Foreign Exchange Risks: The company expects a foreign exchange gain of approximately $2 million, but fluctuations in currency exchange rates could impact financial performance.
Technological Integration Challenges: AI integration is a fundamentally new technology challenge, particularly for complex data-intensive industries, which could pose risks in execution and client satisfaction.
Revenue Growth: Expected revenue for 2026 is projected to be in the range of $2.275 billion to $2.315 billion, representing 9% to 11% constant currency organic growth.
Adjusted EPS: Adjusted diluted EPS for 2026 is expected to be in the range of $2.14 to $2.19, representing a 10% to 12% increase over 2025.
Capital Expenditures: Capital expenditures for 2026 are expected to be in the range of $50 million to $55 million.
Tax Rate: The full-year effective tax rate for 2026 is expected to be in the range of 21% to 22%.
Stock Repurchase Program: The Board of Directors authorized a $500 million common stock repurchase program effective February 28, 2026, for a 2-year period.
Employee Costs: The implementation of the Indian Labor Code is expected to result in an approximately $0.02 to $0.03 dilution to adjusted EPS for 2026.
Share Repurchase Program: Our Board of Directors authorized a $500 million common stock repurchase program effective the 28th of February 2026 for a 2-year period.

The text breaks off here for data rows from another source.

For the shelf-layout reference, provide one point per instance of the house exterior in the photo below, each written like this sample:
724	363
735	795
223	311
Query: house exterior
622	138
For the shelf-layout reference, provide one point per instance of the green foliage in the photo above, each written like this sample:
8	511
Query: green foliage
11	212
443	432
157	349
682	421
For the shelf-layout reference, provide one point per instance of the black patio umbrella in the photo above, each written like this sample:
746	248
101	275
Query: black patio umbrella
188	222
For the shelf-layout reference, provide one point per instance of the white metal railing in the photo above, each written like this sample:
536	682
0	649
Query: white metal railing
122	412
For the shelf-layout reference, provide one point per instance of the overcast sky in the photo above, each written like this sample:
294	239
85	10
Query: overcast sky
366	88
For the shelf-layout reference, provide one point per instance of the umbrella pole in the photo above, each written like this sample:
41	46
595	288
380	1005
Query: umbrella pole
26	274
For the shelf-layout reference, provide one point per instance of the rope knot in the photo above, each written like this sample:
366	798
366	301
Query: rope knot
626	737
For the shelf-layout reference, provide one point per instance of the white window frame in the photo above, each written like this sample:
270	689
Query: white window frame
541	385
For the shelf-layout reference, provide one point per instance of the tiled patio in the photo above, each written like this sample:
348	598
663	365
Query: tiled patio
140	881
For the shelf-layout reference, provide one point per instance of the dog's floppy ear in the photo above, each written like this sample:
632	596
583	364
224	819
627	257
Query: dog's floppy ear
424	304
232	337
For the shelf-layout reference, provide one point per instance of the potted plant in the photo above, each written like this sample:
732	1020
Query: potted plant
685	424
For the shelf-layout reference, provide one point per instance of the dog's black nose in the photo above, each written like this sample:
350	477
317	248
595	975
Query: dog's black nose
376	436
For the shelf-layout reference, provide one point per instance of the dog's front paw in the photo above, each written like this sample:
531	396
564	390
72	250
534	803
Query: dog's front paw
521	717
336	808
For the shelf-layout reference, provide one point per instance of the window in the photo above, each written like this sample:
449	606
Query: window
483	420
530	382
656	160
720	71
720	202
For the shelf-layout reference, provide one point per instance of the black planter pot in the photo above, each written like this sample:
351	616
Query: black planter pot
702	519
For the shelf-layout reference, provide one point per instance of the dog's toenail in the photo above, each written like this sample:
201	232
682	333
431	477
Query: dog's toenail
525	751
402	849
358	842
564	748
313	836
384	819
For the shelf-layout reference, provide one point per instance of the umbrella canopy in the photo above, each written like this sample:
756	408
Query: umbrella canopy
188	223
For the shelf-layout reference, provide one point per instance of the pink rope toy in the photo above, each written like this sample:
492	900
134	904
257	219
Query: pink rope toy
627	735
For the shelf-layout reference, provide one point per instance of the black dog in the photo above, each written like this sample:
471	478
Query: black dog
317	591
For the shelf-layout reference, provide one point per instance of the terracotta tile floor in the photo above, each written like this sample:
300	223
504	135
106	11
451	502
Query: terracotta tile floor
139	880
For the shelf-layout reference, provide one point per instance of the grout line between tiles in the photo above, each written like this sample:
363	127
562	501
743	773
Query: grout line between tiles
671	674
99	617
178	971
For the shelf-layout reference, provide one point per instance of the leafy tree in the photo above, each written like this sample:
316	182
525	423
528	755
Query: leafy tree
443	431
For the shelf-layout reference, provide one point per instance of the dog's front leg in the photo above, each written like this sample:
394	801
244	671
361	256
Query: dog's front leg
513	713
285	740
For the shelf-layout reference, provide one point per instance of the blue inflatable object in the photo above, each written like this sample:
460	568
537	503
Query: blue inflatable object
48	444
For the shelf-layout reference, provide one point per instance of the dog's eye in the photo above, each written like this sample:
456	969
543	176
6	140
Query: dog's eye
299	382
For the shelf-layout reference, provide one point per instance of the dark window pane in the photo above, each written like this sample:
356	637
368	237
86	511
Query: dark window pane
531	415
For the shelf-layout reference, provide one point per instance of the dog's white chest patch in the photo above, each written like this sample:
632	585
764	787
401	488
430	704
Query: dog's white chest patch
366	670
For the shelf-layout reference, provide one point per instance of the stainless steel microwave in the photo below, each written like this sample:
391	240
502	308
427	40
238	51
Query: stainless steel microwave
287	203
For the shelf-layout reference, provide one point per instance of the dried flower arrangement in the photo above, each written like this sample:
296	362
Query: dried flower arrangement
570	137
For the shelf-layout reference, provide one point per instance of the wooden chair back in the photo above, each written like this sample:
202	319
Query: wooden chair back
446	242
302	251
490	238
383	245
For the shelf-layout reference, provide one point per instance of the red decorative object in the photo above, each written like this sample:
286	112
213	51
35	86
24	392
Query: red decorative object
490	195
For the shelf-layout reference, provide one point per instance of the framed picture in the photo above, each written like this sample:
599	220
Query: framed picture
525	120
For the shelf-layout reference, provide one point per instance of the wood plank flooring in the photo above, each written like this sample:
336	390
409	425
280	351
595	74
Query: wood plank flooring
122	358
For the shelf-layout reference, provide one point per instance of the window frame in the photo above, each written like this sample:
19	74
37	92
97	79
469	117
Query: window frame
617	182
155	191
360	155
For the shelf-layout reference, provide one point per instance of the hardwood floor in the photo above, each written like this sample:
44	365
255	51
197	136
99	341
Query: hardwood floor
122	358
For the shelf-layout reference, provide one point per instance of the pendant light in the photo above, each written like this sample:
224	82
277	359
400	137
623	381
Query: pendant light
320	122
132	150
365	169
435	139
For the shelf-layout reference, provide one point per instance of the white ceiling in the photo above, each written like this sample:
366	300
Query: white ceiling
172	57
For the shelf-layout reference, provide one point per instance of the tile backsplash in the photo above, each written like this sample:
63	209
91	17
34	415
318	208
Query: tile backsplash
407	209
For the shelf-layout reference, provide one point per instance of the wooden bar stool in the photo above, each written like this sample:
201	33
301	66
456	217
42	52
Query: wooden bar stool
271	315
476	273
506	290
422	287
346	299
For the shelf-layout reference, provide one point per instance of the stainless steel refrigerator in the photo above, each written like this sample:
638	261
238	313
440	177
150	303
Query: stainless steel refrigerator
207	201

This is in line with our capital allocation strategy. This new authorization of $500 million represents confidence in our ability to continue our growth trajectory and generate significant free cash flow.
The earnings call reflects a positive sentiment with strong financial performance, AI-driven growth potential, and strategic client wins. Although there are concerns about the Indian labor code impacting margins, EXL's AI capabilities and strategic engagements with clients are driving revenue growth. The Q&A section further highlights positive analyst sentiment, with EXL's differentiation in AI and data solutions being well-received. The share repurchase and optimistic guidance for 2026 also contribute to a positive outlook. Despite some uncertainties, the overall market reaction is expected to be positive, with stock price likely increasing 2% to 8%.
The earnings call summary and Q&A reveal strong financial performance with double-digit growth in AI and data-led revenue, robust sales pipeline, and strategic investments in AI. The management's confidence in sustaining growth, coupled with proactive strategies to offset AI's deflationary impact, paints a positive outlook. Although some management responses lacked specificity, the overall sentiment is positive, supported by optimistic guidance and strategic client relationships. Despite the lack of market cap information, these factors suggest a positive stock price movement over the next two weeks.